LONDON (Reuters) - Activist investor Edward Bramson is calling on Barclays (BARC.L) to end the bulk of trading activities at its investment bank, in a radical plan to cut costs and boost returns at the British lender, three sources familiar with the matter told Reuters.
Investors briefed by the New York-based financier, who took a surprise 5 percent stake in Barclays in February, said Bramson wanted it to axe all parts of its investment banking operation that did not directly serve corporate clients.

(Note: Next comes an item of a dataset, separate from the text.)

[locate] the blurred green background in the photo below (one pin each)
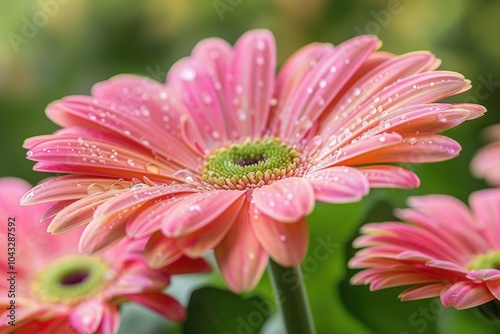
(53, 48)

The plan would see Barclays keep its money-spinning M&A advisory business and the equity and debt capital markets teams responsible for leading high-value initial public offerings and bond sales, but cull its cash equities, currency and fixed income trading desks, the sources said.
Spokesmen for Bramson’s Sherborne Investors and Barclays, Britain’s third biggest bank by market capitalisation, declined to comment.
“The trading businesses lack scale, absorb too much risk capital and deliver too small a return,” one of the sources familiar with Bramson’s plan said.
“There is a route back to success and respectability for this bank, and this is to focus on the retail bank, Barclaycard and the good bits of the corporate and investment bank (CIB). Management just have to seize it.”
Bramson, described as a turnaround specialist on his company website, has until now managed to keep the finer details of his plan to revamp Barclays under wraps since his 700-million-pound ($947 million) investment vehicle - Sherborne Investors Guernsey C - made its stake-building public.
Bramson has a strong record of delivering change at his turnaround targets.
His previous targets have included British private equity firm Electra (ELTA.L), where he forced through an overhaul and his Sherborne fund achieved a return of 113 percent as of May 2017.
Sherborne realised returns of 138.4 percent and 143.5 percent respectively from earlier investments in promotional products supplier 4imprint (FOUR.L) and chemicals business Elementis (ELM.L), where Bramson also pushed through turnaround plans, according to documents accompanying the activist fund’s most recent fundraising last year.
His investment in Barclays, one of the largest activist plays in Europe’s banking sector for years, follows a decade of painstaking restructuring by Barclays’ board and management, including the sale of its African business and the shedding of 95 billion pounds of risk-weighted assets.
But the bank’s share price has continued to languish relative to peers including HSBC (HSBA.L) and Lloyds Banking Group (LLOY.L), which also boast higher dividend yields and return on equity, a key measure of profitability.
Barclays Chief Executive Jes Staley has championed its investment banking division despite its underperformance in recent years.
Staley has recruited a slew of high-fliers from his former employer JPMorgan including Australian investment banking chief Tim Throsby, and more than 40 managing directors charged with restoring profitability to a unit hit by years of upheaval and under-investment in technology.
Recent hirings have focused in particular on the trading business that Bramson is eager to see Barclays cut, highlighting the difference over strategy between the investor and Staley.
The bank has hired Michael Lublinsky from hedge fund Brevan Howard to head macro trading, Stephen Dainton from Credit Suisse as head of equities and Guy Saidenberg from Goldman Sachs as head of Sales. Staley has highlighted the trio by name as key to improving its profits.
The three all have internal mandates to hire more staff and are under intense pressure to boost revenues to justify the investment in the markets business, according to two sources familiar with the matter.
It is by no means clear that other Barclays investors are in favour of jettisoning the bank’s trading activities.
Some shareholders told Reuters they believed Bramson might be underestimating the challenge of stripping out the investment bank’s underperforming units without hurting stronger parts.
Others feared the move could send some corporate clients into the arms of rivals that could offer them a full range of investment banking services, rather than just the higher-margin business Bramson is keen to focus on.
Such doubts are shared by one of Sherborne’s largest investors.
“I am pretty sure returns in Cash Equities are fairly rubbish but it’s very hard to do ECM (equity capital markets business) and some M&A activities without it,” he told Reuters.
“I think the Markets bit of Barclays CIB is more profitable than he thinks it is, if anything it is the Commercial Bank that is the laggard,” he added.
One of Barclays’ 20 largest shareholders said Bramson’s plan would trigger significant upfront costs and risked reducing revenues even further.
“Closing down large parts of the investment bank would probably be extremely expensive and no doubt mean dividend and buyback restrictions being imposed by the Prudential Regulatory Authority for an extended period given the risks,” he said.